EU banks after the crisis: sinners in the hands of angry markets
Journal Title: Journal of Banking and Financial Economics - Year 2018, Vol 1, Issue 9
Abstract
European Union banks were severely hit by the global financial crisis in 2008 and their stock prices and returns have generally not recovered since then, differently to what has been observed in other sectors (i.e., non-financial corporations) and jurisdictions (i.e., US). In this paper, we focus on three episodes of financial turmoil in EU financial markets occurring after the global financial crisis (August 2015, December 2015 and January 2016, and June 2016) and, through a series of linear regressions, with and without control variables, attempt to determine the common features of those banks which stock returns declined the most. Results of the regressions tend to suggest that size has been driving the decreases in stock returns in the three episodes. Regarding asset quality, the Texas ratio has been a decisive factor in the evolution of stock returns of EU banks in the second and third periods.
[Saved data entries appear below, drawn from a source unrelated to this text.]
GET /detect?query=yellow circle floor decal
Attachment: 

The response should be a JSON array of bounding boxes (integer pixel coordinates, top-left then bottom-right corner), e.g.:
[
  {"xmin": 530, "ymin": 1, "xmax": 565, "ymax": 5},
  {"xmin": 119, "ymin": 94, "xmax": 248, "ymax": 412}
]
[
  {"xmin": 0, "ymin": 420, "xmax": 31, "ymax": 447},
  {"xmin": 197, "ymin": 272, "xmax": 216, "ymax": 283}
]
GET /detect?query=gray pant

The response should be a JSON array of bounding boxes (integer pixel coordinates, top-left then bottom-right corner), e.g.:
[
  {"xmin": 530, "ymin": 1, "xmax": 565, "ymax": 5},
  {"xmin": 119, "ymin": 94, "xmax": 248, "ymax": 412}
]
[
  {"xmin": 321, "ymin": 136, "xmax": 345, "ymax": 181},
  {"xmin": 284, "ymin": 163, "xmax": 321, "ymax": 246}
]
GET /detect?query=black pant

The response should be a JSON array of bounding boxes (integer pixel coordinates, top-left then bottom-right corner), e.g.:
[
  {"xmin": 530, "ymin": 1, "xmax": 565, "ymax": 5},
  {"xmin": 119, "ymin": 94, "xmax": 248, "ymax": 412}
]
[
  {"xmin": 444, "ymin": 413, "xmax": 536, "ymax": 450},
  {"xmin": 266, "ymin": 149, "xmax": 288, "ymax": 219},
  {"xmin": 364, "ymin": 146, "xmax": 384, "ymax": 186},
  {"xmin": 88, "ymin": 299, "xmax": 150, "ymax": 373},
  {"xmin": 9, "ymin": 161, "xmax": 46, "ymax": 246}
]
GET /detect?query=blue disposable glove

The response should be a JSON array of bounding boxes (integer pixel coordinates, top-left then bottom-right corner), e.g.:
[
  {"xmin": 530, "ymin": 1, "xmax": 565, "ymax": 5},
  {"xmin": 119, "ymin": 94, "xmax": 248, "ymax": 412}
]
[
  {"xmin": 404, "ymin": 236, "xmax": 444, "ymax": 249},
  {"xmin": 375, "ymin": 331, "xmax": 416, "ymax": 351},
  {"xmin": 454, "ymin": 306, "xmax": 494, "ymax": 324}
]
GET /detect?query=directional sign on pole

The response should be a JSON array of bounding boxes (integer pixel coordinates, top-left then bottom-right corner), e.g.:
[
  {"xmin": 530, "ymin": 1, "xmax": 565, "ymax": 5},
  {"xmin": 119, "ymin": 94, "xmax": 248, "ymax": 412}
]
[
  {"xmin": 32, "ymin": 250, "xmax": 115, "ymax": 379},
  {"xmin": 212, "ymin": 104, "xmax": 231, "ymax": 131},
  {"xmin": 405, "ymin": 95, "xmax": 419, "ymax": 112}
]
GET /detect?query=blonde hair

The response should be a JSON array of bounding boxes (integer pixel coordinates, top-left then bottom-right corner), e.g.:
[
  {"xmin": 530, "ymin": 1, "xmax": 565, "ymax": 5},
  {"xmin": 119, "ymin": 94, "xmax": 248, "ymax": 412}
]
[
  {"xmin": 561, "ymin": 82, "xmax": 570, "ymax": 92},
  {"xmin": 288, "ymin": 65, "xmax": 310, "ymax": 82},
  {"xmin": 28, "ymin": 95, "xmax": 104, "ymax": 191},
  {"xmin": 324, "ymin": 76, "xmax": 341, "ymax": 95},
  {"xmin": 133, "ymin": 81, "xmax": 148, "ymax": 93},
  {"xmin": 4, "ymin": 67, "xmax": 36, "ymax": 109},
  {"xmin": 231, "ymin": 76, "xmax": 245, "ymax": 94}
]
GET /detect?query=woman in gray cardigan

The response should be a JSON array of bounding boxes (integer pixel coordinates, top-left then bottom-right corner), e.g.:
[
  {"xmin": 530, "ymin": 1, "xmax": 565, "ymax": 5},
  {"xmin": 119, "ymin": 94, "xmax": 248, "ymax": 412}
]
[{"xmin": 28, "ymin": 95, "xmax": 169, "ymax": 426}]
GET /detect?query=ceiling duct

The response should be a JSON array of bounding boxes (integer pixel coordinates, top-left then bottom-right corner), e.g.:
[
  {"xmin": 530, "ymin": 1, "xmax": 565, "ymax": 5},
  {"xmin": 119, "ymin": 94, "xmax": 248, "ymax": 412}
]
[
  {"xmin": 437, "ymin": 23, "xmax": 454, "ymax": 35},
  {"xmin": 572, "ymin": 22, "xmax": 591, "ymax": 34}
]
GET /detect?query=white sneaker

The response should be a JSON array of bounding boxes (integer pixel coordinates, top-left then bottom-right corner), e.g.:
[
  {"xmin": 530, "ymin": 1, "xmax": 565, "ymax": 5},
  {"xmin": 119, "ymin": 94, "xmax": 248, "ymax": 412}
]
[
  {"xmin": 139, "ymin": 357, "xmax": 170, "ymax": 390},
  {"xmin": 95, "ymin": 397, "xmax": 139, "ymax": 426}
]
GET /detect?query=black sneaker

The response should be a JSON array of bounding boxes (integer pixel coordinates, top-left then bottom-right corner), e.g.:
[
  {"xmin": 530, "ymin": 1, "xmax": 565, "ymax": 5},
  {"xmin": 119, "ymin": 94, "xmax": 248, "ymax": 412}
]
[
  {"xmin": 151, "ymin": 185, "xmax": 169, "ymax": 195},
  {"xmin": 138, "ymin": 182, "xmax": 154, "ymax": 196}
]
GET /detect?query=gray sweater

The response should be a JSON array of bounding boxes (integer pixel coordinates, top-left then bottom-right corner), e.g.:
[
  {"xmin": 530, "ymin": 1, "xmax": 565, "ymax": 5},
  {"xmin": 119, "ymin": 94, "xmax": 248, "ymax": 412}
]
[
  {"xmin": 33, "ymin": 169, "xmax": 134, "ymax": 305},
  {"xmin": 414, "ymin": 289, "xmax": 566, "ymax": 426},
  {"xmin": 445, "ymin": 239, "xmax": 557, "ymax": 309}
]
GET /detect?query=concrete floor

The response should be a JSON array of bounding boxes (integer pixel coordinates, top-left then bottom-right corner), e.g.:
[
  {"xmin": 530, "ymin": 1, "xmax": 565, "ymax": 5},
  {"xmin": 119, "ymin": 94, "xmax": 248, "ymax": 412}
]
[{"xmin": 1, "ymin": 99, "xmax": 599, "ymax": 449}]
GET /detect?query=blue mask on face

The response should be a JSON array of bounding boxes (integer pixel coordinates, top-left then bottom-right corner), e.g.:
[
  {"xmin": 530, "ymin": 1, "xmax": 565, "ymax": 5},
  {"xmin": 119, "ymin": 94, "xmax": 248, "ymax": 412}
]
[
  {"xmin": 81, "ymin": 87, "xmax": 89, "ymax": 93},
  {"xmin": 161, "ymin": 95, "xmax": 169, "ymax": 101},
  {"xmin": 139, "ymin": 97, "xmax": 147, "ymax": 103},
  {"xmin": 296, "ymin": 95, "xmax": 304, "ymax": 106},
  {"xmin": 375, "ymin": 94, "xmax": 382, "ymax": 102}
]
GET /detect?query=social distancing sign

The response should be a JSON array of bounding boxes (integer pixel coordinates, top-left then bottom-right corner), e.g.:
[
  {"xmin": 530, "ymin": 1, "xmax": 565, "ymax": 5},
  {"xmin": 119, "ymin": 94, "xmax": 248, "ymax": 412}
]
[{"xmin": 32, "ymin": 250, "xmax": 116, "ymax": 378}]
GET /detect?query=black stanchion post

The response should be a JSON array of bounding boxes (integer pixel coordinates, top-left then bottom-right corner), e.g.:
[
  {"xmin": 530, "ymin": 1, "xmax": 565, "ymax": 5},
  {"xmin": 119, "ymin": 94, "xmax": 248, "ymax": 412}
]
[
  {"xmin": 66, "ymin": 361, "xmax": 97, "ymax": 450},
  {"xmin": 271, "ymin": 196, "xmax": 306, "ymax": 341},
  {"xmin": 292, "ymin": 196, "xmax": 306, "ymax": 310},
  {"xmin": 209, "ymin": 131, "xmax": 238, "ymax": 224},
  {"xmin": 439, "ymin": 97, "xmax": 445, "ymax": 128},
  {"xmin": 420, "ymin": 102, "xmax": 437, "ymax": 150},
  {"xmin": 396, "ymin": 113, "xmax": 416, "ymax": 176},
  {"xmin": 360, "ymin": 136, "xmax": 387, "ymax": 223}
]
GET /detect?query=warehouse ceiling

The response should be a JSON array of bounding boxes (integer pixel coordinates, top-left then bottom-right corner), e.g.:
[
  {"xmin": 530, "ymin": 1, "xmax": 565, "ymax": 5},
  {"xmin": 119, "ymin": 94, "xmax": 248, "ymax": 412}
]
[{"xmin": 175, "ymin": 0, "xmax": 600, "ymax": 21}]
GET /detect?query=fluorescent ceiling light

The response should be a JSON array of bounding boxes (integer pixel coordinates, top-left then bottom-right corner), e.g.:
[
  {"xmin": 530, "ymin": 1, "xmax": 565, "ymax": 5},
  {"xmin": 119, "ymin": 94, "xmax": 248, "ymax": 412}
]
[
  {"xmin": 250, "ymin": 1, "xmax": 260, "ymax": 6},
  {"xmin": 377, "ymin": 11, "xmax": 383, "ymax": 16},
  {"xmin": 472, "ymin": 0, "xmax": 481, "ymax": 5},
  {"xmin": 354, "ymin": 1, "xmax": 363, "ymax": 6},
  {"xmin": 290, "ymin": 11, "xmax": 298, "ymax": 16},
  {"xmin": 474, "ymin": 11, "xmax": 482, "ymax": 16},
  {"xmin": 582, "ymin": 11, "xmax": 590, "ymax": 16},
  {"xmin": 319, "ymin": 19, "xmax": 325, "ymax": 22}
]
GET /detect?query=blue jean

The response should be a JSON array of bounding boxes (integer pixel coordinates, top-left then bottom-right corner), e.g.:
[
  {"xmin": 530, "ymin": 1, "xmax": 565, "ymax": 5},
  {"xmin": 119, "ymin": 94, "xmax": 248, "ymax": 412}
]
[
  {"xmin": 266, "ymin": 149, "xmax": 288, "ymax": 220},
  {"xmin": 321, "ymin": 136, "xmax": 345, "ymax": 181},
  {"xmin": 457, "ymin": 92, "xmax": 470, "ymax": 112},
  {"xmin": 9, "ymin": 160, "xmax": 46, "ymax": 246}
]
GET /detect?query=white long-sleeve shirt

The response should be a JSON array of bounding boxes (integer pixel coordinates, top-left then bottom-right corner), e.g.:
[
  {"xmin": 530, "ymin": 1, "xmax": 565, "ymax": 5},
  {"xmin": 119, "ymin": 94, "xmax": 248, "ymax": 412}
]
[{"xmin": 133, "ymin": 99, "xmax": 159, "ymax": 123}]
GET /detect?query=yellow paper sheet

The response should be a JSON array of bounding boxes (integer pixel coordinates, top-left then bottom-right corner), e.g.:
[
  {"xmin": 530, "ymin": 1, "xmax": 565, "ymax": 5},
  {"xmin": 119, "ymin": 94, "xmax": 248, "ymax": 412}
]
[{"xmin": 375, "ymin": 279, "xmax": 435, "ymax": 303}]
Interestingly, profitability variables seem not to be statistically significant to explain the declines in stock returns, except in the third period, but only under some specifications. An evolution on the perception by financial market participants on EU banks, with a larger importance on asset quality in the latter periods, can also be observed. Lastly, on the basis of these results, further policy actions would be needed to clean-up the balance sheet of banks, as a necessary step towards full recovery after the global financial crisis.